A child sobbed as she was embraced by family members and escorted out of a courtroom in downtown Charleston Wednesday afternoon.

Moments earlier, a pastor sitting on the other side of the courtroom from the child and her family, raised his hands in the air to rejoice after a verdict was read in the case against Kirby Wright, a 48-year-old former high school janitor.

Wright had been accused by that child of sexually attacking her, but a jury found him not guilty on all charges.

The jury deliberated for about three hours before acquitting Wright of first-degree criminal sexual conduct with a minor and lewd act upon a minor.
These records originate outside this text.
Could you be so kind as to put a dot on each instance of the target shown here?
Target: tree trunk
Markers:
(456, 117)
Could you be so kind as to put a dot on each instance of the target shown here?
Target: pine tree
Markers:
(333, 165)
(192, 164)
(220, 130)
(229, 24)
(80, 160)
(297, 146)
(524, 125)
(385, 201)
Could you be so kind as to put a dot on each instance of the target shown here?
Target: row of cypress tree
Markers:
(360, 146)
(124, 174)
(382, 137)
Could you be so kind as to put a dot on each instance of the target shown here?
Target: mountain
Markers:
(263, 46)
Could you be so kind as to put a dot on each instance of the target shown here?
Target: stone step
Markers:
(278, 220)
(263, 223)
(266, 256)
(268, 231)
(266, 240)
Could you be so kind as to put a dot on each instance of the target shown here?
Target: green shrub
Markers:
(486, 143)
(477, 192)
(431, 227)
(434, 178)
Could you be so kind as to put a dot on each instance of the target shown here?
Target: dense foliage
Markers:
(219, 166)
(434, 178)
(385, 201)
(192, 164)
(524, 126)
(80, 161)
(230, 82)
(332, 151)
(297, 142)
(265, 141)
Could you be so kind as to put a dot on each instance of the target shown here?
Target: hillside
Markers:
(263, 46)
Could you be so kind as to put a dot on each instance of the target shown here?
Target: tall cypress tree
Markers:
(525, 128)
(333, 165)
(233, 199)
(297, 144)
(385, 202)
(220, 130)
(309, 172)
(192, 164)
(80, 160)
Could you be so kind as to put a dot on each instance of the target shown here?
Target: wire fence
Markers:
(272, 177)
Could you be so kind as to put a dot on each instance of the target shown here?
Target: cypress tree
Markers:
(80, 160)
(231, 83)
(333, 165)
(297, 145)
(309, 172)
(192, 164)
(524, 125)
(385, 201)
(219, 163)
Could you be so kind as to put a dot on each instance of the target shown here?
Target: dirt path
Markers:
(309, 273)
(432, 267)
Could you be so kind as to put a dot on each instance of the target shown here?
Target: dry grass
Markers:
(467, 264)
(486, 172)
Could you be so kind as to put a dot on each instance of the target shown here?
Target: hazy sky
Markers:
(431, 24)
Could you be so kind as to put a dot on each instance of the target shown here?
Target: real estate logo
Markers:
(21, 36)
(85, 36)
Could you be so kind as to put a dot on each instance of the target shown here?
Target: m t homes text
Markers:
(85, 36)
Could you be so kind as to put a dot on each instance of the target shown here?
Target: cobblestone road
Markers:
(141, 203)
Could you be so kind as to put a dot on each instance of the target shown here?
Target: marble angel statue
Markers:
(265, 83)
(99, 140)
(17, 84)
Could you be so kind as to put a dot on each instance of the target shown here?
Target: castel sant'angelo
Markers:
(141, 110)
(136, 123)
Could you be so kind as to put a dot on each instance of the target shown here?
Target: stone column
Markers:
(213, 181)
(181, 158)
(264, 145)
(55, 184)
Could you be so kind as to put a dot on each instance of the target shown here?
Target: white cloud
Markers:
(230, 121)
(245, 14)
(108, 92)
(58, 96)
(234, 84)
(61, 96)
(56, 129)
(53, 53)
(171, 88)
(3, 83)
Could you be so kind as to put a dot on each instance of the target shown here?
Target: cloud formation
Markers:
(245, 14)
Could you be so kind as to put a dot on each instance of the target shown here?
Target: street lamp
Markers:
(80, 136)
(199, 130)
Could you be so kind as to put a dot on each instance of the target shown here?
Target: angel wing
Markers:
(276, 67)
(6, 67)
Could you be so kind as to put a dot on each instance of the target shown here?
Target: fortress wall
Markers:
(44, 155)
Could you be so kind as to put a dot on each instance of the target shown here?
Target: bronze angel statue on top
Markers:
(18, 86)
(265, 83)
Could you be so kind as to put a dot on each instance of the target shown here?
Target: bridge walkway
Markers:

On Tuesday, when the trial began, prosecutors had called the child to the stand, where she testified about what she said Kirby did to her about four years ago.

The child, who will remain unidentified, told the jury Wright sodomized her on one occasion and molested her in a second occasion while he babysat her at his home, according to her testimony. She said she was either 9 or 10 years old at the time.

The child, now 13, told the jury Kirby threatened to stab her in the heart if she told anyone.

About a year later, the child told her mother through a text message that Kirby, who was a family friend, had raped and molested her, according to her testimony.

During her testimony, the child became frustrated during cross-examination by Kirby’s attorney, Eduardo Curry, who questioned specific dates and times of the alleged incidents.

“I’m really trying to hold my patience. You really don’t know how it feels to have something like this happen to you,” the child said while in tears during Tuesday’s testimony.

During his closing statement Wednesday, Curry said the child was abrasive with him while on the stand.

Ninth Circuit Assistant Solicitor Debbie Herring-Lash addressed the child’s behavior. “You saw a full range of emotions from her. On the tape (taped interview) you saw a sad tearful child. In here in court, you saw anger and frustration,” she told the jury. She also reminded the jury of earlier testimony from an expert that children can react differently to those situations.

Herring-Lash also told the jury the child had absolutely no reason to fabricate the accusation. “She has no motive to make this up, nothing to gain by saying this,” she said during her closing statement.

The child herself told Curry during her testimony that she would not make it up. “What child would stand before all these people and tell them something that’s so embarrassing?” she said Tuesday.

Wright, who did not testify or present any witnesses, remained quiet after the verdict was read, but wiped away some tears. If he had been convicted, he faced 25 years to life in prison.

Supporters sat behind Wright, across the room from the child’s family. Many sat in silence while the judge released the jury. The child’s mother tried to comfort her but her cries could be heard from the hallway as she was ushered away.

Curry, who had told the jury the child had changed her story, said justice has spoken. “Mr. Wright is a free man and once again the best legal system in the world has done its best job,” he said.